Standing Together to Rethink and Cure Malignant Gliomas

Amanda Haddock • February 6, 2026

Stand Up To Cancer (SU2C) Malignant Glioma Innovation Summit - February 2026

Two women pose with large red and black arrow cutouts at a summit.

Our President, Amanda Haddock, recently had the opportunity to attend the Stand Up To Cancer (SU2C) Malignant Glioma Innovation Summit—an in-person convening that brought together some of the world’s leading minds in brain cancer research, alongside select patient advocates, nonprofits, and industry partners. The purpose was ambitious and urgent: to define breakthrough pathways for the detection and treatment of malignant gliomas and to accelerate progress for patients who urgently need better options.


From the outset, the summit underscored a truth in this field: no single discipline, institution, or organization can solve malignant gliomas alone. Collaboration, long a cornerstone of both SU2C and Dragon Master Initiative, was a key theme for the summit.


One of the most powerful outcomes of the summit was a collective reframing of how malignant gliomas are understood. Rather than viewing these tumors as isolated clusters of abnormal cells, researchers and clinicians discussed malignant gliomas as dynamic, evolving ecosystems that actively interact with, manipulate, and co-opt the surrounding brain environment.


This perspective shift is supported by a growing body of high-impact research across neuroscience, immunology, epigenetics, and metabolism. By integrating these traditionally siloed fields, the summit focused on addressing the core biological challenges that have made gliomas so resistant to treatment. This ecosystem-based view opens new avenues for therapeutic intervention. These avenues may finally disrupt the cycle of recurrence and resistance that patients face today.

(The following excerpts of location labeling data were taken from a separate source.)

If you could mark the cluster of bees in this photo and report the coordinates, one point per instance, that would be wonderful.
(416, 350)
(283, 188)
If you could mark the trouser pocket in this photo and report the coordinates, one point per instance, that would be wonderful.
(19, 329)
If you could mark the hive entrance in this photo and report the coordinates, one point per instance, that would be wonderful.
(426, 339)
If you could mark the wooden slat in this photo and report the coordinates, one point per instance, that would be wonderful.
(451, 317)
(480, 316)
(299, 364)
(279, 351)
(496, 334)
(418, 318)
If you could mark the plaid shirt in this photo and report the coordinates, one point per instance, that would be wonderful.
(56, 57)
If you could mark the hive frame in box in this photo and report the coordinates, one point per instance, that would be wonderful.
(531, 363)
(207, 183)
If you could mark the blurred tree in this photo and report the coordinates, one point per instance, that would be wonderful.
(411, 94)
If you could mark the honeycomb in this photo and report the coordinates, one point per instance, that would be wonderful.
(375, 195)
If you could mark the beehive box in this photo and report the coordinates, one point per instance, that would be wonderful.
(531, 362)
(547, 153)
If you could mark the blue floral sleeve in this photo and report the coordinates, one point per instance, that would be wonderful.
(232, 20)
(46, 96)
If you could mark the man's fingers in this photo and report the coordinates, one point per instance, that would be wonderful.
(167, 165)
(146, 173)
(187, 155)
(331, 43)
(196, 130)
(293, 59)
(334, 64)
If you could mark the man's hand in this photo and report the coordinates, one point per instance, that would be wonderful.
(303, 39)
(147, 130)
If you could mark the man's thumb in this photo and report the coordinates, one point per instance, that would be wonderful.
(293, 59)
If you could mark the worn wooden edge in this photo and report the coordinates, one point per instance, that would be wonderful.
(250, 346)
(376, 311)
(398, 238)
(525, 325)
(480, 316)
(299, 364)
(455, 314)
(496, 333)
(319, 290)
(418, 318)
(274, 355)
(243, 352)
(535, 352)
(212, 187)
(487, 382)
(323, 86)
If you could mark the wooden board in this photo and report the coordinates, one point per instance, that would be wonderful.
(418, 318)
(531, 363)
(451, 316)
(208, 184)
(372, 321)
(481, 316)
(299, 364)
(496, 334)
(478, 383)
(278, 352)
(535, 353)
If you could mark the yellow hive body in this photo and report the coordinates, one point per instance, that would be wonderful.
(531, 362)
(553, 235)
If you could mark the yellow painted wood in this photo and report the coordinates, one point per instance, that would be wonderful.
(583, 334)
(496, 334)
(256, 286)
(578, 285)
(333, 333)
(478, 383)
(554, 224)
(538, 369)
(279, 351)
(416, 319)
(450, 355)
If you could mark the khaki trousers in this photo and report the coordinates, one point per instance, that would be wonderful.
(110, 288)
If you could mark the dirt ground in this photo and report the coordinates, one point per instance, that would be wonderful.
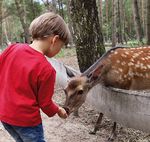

The summit was not an endpoint; it was a launchpad. What made this summit especially meaningful was the shared recognition that incremental progress is not enough. Malignant gliomas demand an approach that is collaborative by design, fearless in scope, and relentlessly patient-focused.


Several presenters noted the intense schedule of the day, which wrung every drop of productivity it could from the time allotted. Leaving the summit, Amanda says she was struck by both the gravity of the challenge and the genuine sense of possibility in the room. When researchers, advocates, nonprofits, funders, and companies come together with a unified purpose, the path toward breakthrough becomes clearer.



This is how progress happens. This is how paradigms shift. And this is how we move closer to a future where malignant gliomas are no longer a devastating diagnosis, but a disease we know how to cure.